Conceptually, however, there’s a very big difference.
In the first summation, we run over the values of Y one at the time.
In the second summation, we run over the different values of X one at a time, and took into account their individual contributions.
This second way of calculating the expected value of Y is called the expected value rule.
And it corresponds to the following formula.
We carry out a summation over the x-axis.
For each x-value that we consider, we calculate what is the corresponding y-value, that’s g of x, and also weigh this term according to the probability of this particular x.
So for instance, a typical term here would be when x is equal to 2, g of x would be equal to 3.
And the corresponding probability, that’s the probability of a 2, would be 0.1.
The advantage of using the expected value rule instead of the definition of the expectation is that the expected value rule only involves the PMF of the original random variable, so we do not need to do any additional work to find the PMF of the new random variable.
Now we argued in favor of the expected value rule by considering this numerical example, and by checking that it gives the right result.

But now let us verify.
Let us argue more generally that it’s going to give us the right answer.
So what we’re going to do is to take this summation and argue that it’s equal to the expected value of Y, which is defined by that summation.
So let us start with this.
It’s a sum over all x’s.
Let us first fix a particular value of y, and add over all those x’s that correspond to that particular y.
So we’re fixing a particular y.
And so we’re adding only over those x’s that lead to that particular y.
And we carry out to the summation.
So this is the part of this sum associated with one particular choice of y.
And it’s a sum, really, over this set of x’s.
But in order to exhaust all x’s, we need to consider all possible values of y.
And this gives rise to an outer summation over the different y’s.
So for any fixed y, we add over the associated x’s.
But we want to consider all the possible y’s.
Now at this point, we make the following observation.
Here, we have a summation over y’s.
And let’s look at the inner summation.
The inner summation involves x’s, all of which are associated with a specific value of y.
Having fixed y, all the terms inside this sum have the property that g of x is equal to y.

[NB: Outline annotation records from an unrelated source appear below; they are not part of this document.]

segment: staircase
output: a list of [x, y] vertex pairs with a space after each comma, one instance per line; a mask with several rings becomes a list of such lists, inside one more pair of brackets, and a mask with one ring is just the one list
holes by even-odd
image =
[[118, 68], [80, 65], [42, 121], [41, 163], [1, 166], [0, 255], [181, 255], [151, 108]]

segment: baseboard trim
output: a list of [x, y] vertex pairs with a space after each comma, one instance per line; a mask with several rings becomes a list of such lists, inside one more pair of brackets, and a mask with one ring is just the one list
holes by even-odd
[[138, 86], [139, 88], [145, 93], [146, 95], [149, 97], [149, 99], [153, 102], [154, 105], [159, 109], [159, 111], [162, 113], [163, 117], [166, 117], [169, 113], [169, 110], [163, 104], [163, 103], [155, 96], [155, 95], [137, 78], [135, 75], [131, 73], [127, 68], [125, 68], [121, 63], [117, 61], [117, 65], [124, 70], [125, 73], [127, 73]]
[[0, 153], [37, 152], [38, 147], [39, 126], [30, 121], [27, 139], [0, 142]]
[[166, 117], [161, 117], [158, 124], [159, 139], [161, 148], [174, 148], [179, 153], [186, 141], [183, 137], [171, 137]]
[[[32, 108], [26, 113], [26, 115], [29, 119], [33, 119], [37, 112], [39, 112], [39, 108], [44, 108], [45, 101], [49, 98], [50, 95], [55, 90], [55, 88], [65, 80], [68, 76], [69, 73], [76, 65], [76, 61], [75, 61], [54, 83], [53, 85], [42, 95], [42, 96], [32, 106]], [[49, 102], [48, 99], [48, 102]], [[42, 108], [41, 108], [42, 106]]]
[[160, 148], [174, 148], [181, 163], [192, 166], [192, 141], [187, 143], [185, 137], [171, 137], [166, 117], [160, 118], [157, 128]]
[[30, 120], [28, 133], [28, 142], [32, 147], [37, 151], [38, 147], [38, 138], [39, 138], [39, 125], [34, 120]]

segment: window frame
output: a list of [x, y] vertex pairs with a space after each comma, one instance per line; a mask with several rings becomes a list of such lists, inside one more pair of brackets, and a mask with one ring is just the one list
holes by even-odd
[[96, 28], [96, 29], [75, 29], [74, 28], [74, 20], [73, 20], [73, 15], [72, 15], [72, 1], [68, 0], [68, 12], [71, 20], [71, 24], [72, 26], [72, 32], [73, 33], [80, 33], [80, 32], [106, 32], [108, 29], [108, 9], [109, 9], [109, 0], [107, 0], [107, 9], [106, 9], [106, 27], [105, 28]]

So g of x is equal to that particular y.
And we can make this substitution here.

Now when we look at this summation, we now realize that it’s a summation over x’s while y is being fixed.
And so we can take this term of y and pull it outside the summation.
What this leaves us with is a sum over all y’s of y, and then a further sum over all x’s that lead to that particular y, of the probabilities of those x’s.
Now what can we say about this inner summation? We have fixed a y.
For that particular y, we’re adding the probabilities of all the x’s that lead to that particular y.
Fixing y, consider all the x’s that lead to it.
This is just the probability of that particular y.
But what we have now is just the definition of the expected value of Y.
And this concludes the proof that this expression, as given by the expected value rule, gives us the same answer as the original definition of the expected value of Y.
Now before closing, a few observations.
The expected value rule is really simple to use.
For example, if you want to calculate the expected value of the square of a random variable, then you’re dealing with a situation where the g function is the square function.
And so, the expected value of X-squared will be the sum over x’s of x squared weighted according to the probability of a particular x.
And finally, one important word of caution, that in general, the expected value of the function– so for example, the expected value of X-squared.
In general, it’s not going to be the same as taking the expected value of X and squaring it.
So this is a word [of] caution, that in general, you cannot interchange the order with which you apply a function, and then you calculate expectation.
There are exceptions, however, in which we happen to have equality here.
And this is going to be our next topic.